I dont have my old notes anymore. They sent them with my original set of brewing equipment when I sold it. However, from what I remember, it was an Octoberfest (or Marzen style) and I used a liquid yeast. I struggled with getting the fermentation started.

It was summertime in South Carolina; so it was hot. When my yeast arrived, the icepack had melted and the package was hot and bloated a little. I think my interpretation of the instructions were to pitch the yeast around room temperature and then take the temp down to fermenting temp over the course of a day.

I had a temperature controlled refrigerator so I pitched the yeast and hoped for the best. It did start fermenting, so I put it in the refrigerator and fermenting stopped.
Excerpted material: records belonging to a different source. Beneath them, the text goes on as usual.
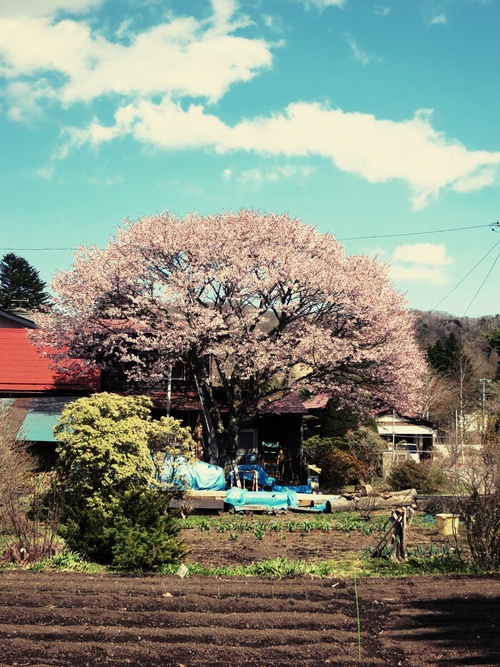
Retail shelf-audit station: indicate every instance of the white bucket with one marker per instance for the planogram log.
(447, 524)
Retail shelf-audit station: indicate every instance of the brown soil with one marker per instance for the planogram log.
(77, 619)
(61, 619)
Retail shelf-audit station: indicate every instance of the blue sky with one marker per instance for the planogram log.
(377, 122)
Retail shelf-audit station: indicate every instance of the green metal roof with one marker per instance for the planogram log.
(42, 416)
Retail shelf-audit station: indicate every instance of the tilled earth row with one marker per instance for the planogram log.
(77, 619)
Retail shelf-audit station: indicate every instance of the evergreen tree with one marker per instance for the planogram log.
(20, 285)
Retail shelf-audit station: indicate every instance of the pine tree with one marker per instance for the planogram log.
(20, 285)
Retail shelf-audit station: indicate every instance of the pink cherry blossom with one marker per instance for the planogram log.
(273, 303)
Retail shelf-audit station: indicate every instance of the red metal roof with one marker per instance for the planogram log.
(23, 368)
(287, 405)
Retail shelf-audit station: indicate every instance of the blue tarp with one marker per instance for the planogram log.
(198, 475)
(246, 471)
(274, 500)
(298, 489)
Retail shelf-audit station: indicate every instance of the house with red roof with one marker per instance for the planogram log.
(35, 393)
(32, 393)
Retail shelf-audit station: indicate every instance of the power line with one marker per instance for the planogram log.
(33, 249)
(492, 225)
(466, 276)
(433, 231)
(482, 284)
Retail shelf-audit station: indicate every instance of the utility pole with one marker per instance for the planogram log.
(483, 382)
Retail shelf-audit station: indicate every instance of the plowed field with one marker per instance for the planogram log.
(79, 619)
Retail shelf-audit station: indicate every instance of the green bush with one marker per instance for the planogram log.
(138, 535)
(425, 477)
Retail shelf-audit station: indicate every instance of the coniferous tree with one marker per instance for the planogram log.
(20, 284)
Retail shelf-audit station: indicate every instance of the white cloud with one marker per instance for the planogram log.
(31, 8)
(180, 57)
(359, 54)
(439, 19)
(322, 4)
(423, 253)
(422, 262)
(417, 273)
(299, 173)
(377, 150)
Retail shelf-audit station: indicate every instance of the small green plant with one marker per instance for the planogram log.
(423, 476)
(259, 532)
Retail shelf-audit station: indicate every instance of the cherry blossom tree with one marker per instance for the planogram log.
(272, 303)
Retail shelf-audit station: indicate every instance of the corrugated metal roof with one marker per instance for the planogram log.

I think I tried it two or three more times to the point where I gave up and let it finish out at ale (room) temperature.

I guess to be technical, the brew didn’t fail. It just didn’t ferment at lager temperatures. It certainly didn’t result in what I wanted, because of the temperatures and I contrasted liquid versus dry yeast yesterday. This time, I thought that I would make a yeast starter to kick start my anticipated sluggish start.
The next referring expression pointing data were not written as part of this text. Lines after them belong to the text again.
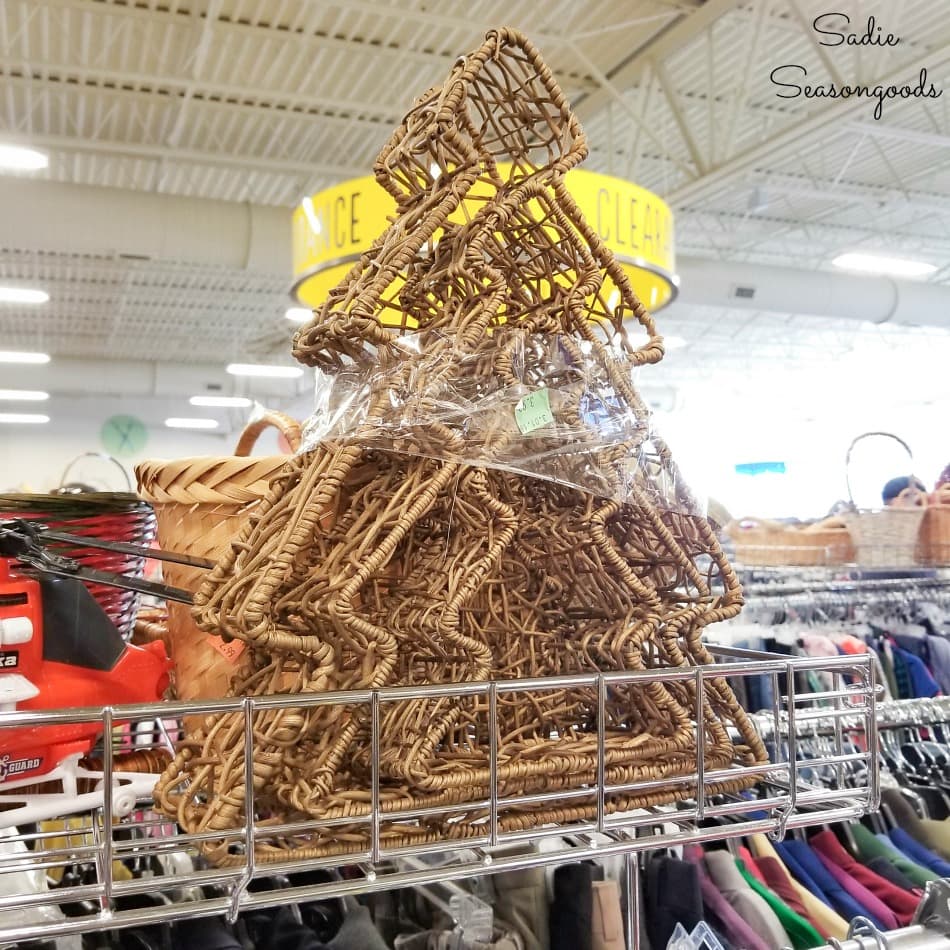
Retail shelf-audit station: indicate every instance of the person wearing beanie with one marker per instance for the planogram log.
(904, 492)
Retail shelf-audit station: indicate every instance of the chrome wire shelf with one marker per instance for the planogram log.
(823, 768)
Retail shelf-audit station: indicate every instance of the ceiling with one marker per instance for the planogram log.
(263, 101)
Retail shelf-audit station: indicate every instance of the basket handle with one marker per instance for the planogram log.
(289, 428)
(63, 482)
(854, 442)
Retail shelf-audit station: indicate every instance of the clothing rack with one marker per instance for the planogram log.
(793, 591)
(916, 937)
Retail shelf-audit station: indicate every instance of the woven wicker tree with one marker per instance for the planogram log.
(430, 536)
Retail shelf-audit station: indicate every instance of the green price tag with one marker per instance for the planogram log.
(534, 411)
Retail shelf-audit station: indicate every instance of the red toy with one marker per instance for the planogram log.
(59, 649)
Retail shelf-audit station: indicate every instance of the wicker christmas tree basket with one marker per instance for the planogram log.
(482, 498)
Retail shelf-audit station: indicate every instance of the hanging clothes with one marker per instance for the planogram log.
(749, 905)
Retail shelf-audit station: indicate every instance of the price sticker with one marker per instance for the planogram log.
(230, 651)
(534, 411)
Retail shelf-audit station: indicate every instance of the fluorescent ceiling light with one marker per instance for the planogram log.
(22, 295)
(18, 158)
(191, 423)
(23, 395)
(23, 418)
(881, 264)
(11, 356)
(299, 314)
(224, 402)
(311, 215)
(259, 369)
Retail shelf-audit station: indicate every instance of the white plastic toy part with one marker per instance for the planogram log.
(15, 630)
(15, 688)
(128, 788)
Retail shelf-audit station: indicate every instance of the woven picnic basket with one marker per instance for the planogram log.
(885, 537)
(935, 529)
(763, 543)
(439, 537)
(201, 505)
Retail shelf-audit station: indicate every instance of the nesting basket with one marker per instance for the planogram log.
(763, 543)
(885, 537)
(202, 505)
(108, 516)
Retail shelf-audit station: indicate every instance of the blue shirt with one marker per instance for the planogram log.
(841, 900)
(799, 873)
(922, 683)
(917, 852)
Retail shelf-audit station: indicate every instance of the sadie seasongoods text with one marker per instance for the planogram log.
(834, 30)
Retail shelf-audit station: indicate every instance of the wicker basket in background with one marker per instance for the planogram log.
(935, 530)
(201, 505)
(885, 537)
(763, 543)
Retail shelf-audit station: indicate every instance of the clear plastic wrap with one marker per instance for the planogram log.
(540, 404)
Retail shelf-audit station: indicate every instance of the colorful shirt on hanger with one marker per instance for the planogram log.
(918, 853)
(899, 901)
(748, 904)
(803, 934)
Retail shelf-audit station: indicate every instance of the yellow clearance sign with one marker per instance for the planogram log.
(334, 227)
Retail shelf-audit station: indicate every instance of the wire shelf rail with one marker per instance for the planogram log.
(806, 782)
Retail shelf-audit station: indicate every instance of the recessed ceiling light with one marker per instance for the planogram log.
(881, 264)
(18, 158)
(299, 314)
(174, 423)
(22, 295)
(259, 369)
(23, 418)
(11, 356)
(225, 402)
(23, 395)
Just like making bread, you get the yeast hydrated and give it some food. This in theory makes it ready to take off when pitched. So, I thought I would give it a shot.
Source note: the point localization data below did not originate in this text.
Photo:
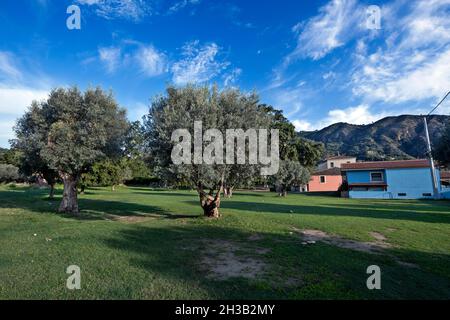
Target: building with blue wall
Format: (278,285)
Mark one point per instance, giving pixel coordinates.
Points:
(404,179)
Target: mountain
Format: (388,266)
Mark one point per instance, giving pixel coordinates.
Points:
(401,137)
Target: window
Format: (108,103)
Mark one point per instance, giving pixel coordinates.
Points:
(376,176)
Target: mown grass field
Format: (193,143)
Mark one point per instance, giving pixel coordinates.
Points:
(137,243)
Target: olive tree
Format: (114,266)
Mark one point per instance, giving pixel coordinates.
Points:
(72,130)
(191,106)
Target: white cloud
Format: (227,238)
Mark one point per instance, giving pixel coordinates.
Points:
(413,64)
(179,5)
(151,62)
(360,114)
(336,22)
(111,57)
(231,78)
(199,64)
(6,132)
(133,10)
(14,101)
(137,111)
(8,68)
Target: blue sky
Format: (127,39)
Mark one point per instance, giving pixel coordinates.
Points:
(316,60)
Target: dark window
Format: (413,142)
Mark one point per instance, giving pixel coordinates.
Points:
(376,176)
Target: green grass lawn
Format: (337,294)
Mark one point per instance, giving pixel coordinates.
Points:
(137,243)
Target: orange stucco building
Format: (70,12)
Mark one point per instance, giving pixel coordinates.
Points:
(325,180)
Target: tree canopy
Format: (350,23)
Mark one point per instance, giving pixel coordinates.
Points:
(70,131)
(220,110)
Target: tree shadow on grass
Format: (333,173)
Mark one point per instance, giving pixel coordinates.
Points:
(292,271)
(435,213)
(90,209)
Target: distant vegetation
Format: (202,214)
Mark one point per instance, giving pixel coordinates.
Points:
(401,137)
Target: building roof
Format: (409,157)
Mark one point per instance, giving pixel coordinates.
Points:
(398,164)
(338,158)
(368,184)
(328,172)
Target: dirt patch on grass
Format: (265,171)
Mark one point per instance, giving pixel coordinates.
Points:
(255,237)
(371,247)
(378,236)
(131,219)
(221,261)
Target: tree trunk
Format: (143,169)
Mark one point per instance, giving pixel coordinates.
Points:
(210,204)
(227,192)
(282,191)
(69,203)
(51,194)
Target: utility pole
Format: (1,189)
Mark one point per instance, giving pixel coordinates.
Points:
(430,157)
(436,194)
Making a starter is a micro beer batch.

  1. A container with lid
  2. Yeast
  3. Malt Extract
  4. Sanitizer
  5. Water

This is probably a place where using Malt Extract makes sense even if you are doing whole grain brewing. In fact, yeast can be re-used if you are going to immediately start brewing the same style of beer. It can be stored in the refrigerator, in a sanitary container for a couple of weeks. I have never had enough space or bottles to do sequential brewing but it is a place to save $12 a batch if you were going to do such a thing. Maybe with this new kegging system I will speed up production volume?

Heat up water to boiling, pour into a sanitized container. Add 1/2 cup of malt extract and dissolve. Cool the liquid down to pitching temperature. Add the yeast and top the container with a sanitized lid (that will let CO2 out). Do this two up to two days before brewing and that is it. I did it the day before I brewed.

End Your Programming Routine: The reality is, I don’t know if this was the trick or the fact that the yeast was dry, not cooked or the brewing temperature is a little warmer than my Marzen attempt. The wort was fermenting the next morning. I won’t concretely say this is the way to go but I am pretty sure this is the fastest I have ever seen fermentation kick-off. Usually, it really starts going day 2.